What do Bankers Have to do With Oceans, Ice Sheets and Orangutans?

November 16, 2011

The Occupy Movement isn’t just about bankers, or cuts. It’s much deeper, broader and more complex than that… and it’s got a lot to do with loving this earth we live on.

Environment and economics are inextricably linked. One doesn’t have to understand fractional reserve banking to understand this. The current profit-driven economic system is not sustainable, literally. In a world of finite resources we cannot have perpetual growth, it won’t work. Already the financial system in the Western world has begun to implode. We’ve knocked back the ‘good’ times – the greed times – and now we’re lurching about like drunkards trying to pretend we just need a cup of coffee and then we’ll be fine to drive.

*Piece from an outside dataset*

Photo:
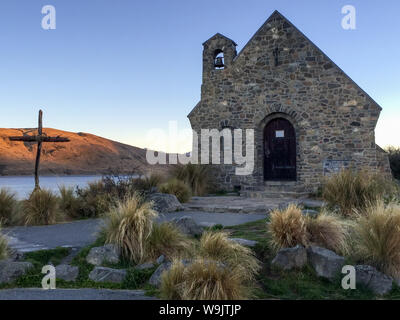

It’s time the car keys were confiscated because it’s not just economies that we’re crashing, it’s the planet.

Economic and social injustice is what many of us are feeling most keenly at the moment but we can’t afford to ignore the looming dual impacts of climate change and resource scarcity. They’ll hit the most vulnerable first, especially those living in marginal lands – the deserts of Africa, the floodplains of Bangladesh – while the super-wealthy 1% will relocate to the least affected areas and insulate themselves in robust palaces. We can’t wait until our low-lying cities flood, until the glaciers melt and the gorillas are gone before we do something about it; if we do it’ll be too late, we’ll be trapped in a chain-reaction of crises way more severe than job losses and home repossessions.

So, in addition to railing at banks and corporations for stealing our money and corrupting the politicians who are supposed to represent us we must remember that they are the ones destroying our land – again, for their own profits. Extracting oil from the tar sands of Canada, deep-water oil drilling in the Arctic, fracking for gas in Lancashire, slashing rainforests to grow cash-crops such as palm oil; these environmentally devastating practices need to be stopped.

British environmental lawyer Polly Higgins has proposed to the UN that Heads of State and directors of corporations be required to take individual and personal responsibility for their actions; that ecocide, the environmental equivalent of genocide, becomes an International Crime Against Peace (alongside genocide itself, crimes against humanity, crimes of aggression and war crimes).

While this may give profit-hungry polluters pause for thought, it’s not just the elites who need to re-evaluate; we all do. We need to stop being selfish. Selfishness is behind the unsustainable profit-driven economy, the destruction of environments, over-fishing, over-consumption, pollution and war. We need to look at what is really needed to have a decent quality of life. Let’s try to get those things – food, clean water, shelter, warmth, security, community, education, leisure, meaningful pursuits – for everyone on the planet… and get rid of everything else. Stop lusting, hoarding and competing. Demand that the bankers do their bit but be prepared to do our bit too. If everyone stopped being selfish we have the intelligence and resources to sort it out. For example, an IPCC Report (Inter-governmental Panel on Climate Change) shows that with political will and investment we could meet 80% of the world’s energy needs with renewables by 2050.

That would go some way towards heading off environmental catastrophe; towards saving the oceans, the ice, the orangutans and the people. We might even find enough compassion in our hearts to invite the bankers onto the ark.